Thoughts following the Women’s March

Our future generations will remember that on January 21st, 2017, 2.9 million people joined the Women’s March for peace and equal rights in an environment where we have been incited to take up the tools of war. This is the largest march in US history and regardless of outside efforts to disrupt the movement, the marches stayed peaceful.

We had 100,000 in Madison alone. It was powerful and unsettling to participate in a march of this size that aligned our local vision with a global one.

This isn’t going to be the last time people march in unison to make themselves heard. People get louder when they feel the threat of being silenced. And so, we have entered an era where it is no longer enough to live peacefully, but where those who want peace, who want fairness with their government and among people, must organize and fight for it.

The question is, who are you, as one out of many, and what will you offer of your strengths and your values? What do you understand about your role as a citizen? What do you still need to learn? With whom do you need to organize? When you fight to make sure that people won’t be silenced, how can you make sure that your own noise doesn’t drown out another’s individual voice? How will you take time to listen? How will you keep alive your vision of peace, at a time when all of us are mobilized by the wars waged against us? We didn’t ask to play games. We didn’t ask for a battle. And yet here we are. Our society is restless, and we have been called upon to rise to an occasion.

Tell me what democracy looks like?

My thoughts as I journaled this morning:

Who I am will always be in opposition to whom you want me to be. Nor will it matter how close to your ideal I may actually be.

The question is, can you still accept me? Are you willing to reconcile how you feel about who I am with your world views? Because only in that willingness can you truly begin to listen and to see.

Also want to pass this along: 10 Actions for the first 100 Days

Today, we wear white

When I was a kid, my parents pounded into my head how lucky I am to have been born in the US. My mom, especially, emphasized how lucky as a girl I am to be here.

But this luck was never separate from the acknowledgment that good fortune can go to waste, and living in the US by itself does not make you equal. It does not free you from stereotypes, judgment, or ill will.

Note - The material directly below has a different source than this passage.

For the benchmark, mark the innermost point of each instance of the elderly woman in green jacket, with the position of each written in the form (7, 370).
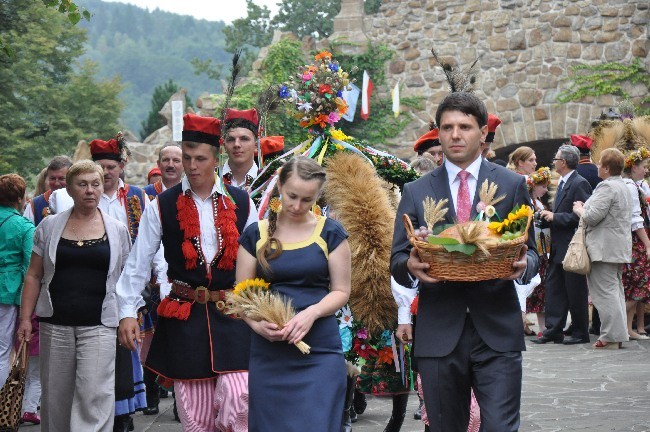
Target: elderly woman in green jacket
(16, 240)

So what good, then, is our democracy?

We think that getting to vote means getting what we want, and we feel vigilantly offended when our choices don’t match our beliefs. But democracy is not about getting what we always want. Democracy inherently needs to protect the minority voice from being swallowed by majority rule. That’s what keeps us from becoming a dictatorship. Democracy inherently requires disagreement, and consensus even and especially when we disagree. And it requires us to be okay with not always getting what we want or believe. That’s how we ensure all voices are heard.

I admire people with strong beliefs. I have strong beliefs myself, and our beliefs solidify our identities. And what I admire even more than having a strong will, is being able to challenge and have others challenge your views. It’s being willing to know that you may be wrong. It is not overvaluing your opinion and ego over our collective wellbeing. It is being willing to challenge and let go of your own perfectionism, of your own wish for all other ideas to align with your own.

Studio progress shot from my new series, “Las Navigantes (The Navigators).”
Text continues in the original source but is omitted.